When it was my turn to address the crowd, I was totally calm and collected while sitting at the front of the hall. I am used to speaking and performing in front of large groups of people, although the 200 pairs of eyes staring back at me belonged to a slightly larger group than I’m used to entertaining. But it wasn’t until I actually spoke into the microphone that my heart started racing and I got suddenly sweaty. Was it… stage fright?! I talked to a friend who said it was likely a reaction to hearing my voice through the speakers. I can’t remember the last time I actually had to use a microphone, so I think that may in fact be the culprit.

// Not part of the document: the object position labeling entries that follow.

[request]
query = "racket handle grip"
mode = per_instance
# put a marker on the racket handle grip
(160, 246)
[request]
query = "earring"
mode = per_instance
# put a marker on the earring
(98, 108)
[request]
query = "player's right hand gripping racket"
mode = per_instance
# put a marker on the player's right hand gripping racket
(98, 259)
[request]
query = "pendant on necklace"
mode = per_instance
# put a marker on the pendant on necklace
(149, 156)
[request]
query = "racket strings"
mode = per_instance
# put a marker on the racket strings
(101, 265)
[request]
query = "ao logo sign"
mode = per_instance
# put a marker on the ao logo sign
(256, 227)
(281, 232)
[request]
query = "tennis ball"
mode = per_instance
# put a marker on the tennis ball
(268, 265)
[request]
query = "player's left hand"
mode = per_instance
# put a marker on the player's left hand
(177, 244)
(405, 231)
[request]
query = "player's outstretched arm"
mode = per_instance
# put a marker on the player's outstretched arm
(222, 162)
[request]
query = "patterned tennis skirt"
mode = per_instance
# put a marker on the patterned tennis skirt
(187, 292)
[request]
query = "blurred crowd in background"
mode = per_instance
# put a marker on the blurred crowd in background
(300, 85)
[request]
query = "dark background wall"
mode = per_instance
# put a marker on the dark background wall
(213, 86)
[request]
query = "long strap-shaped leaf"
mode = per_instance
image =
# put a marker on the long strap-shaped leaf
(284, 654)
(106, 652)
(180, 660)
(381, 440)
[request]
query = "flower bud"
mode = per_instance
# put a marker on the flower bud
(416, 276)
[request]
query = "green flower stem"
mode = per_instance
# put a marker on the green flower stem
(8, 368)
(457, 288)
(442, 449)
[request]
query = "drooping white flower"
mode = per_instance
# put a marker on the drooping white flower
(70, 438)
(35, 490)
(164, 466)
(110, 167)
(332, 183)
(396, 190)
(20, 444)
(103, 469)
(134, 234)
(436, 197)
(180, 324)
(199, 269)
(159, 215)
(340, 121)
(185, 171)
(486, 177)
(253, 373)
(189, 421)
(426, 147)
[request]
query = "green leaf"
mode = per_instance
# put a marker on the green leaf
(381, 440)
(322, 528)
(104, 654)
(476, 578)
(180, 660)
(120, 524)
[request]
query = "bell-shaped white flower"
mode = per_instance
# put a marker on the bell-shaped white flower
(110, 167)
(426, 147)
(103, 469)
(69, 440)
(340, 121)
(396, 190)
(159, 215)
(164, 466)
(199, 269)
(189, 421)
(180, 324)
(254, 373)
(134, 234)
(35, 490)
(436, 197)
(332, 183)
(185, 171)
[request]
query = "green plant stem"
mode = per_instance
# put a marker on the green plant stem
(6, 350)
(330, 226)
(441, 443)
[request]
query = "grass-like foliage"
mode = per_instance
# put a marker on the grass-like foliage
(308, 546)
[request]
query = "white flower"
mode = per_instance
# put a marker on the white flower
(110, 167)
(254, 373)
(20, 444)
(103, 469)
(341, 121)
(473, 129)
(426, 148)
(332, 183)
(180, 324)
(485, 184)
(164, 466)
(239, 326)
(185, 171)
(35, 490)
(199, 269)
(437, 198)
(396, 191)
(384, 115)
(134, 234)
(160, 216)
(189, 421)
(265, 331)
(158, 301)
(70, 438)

Despite the sudden and unexpected heart palpitations, speaking about crohn’s was actually a lot of fun. I got to shamelessly promote Camp Oasis and how much being a counselor there has improved my life, a little bit about using diet to take control of my symptoms, and just general info about what I do when I’m not feeling well: laze around, watch The Office, go for a walk in Griffith Park, have a good cry, etc.
I saw a couple of friendly faces in the audience, a camper from Oasis this summer, and met the mother of one of my fellow counselors! I also spoke with a woman who has a daughter in high school and is nervous about the prospect of her moving away and living on her own. I talked to her a little bit about my experience being diagnosed at the beginning of my junior year while living a couple thousand miles away from my family, and recommended Camp Oasis as a great trial run for living on your own and dealing with IBD in a supportive environment :)
Thanks to the CCFA for asking me to participate. Being a part of this supportive community has been a strange sort of perk for having such an unglamorous condition.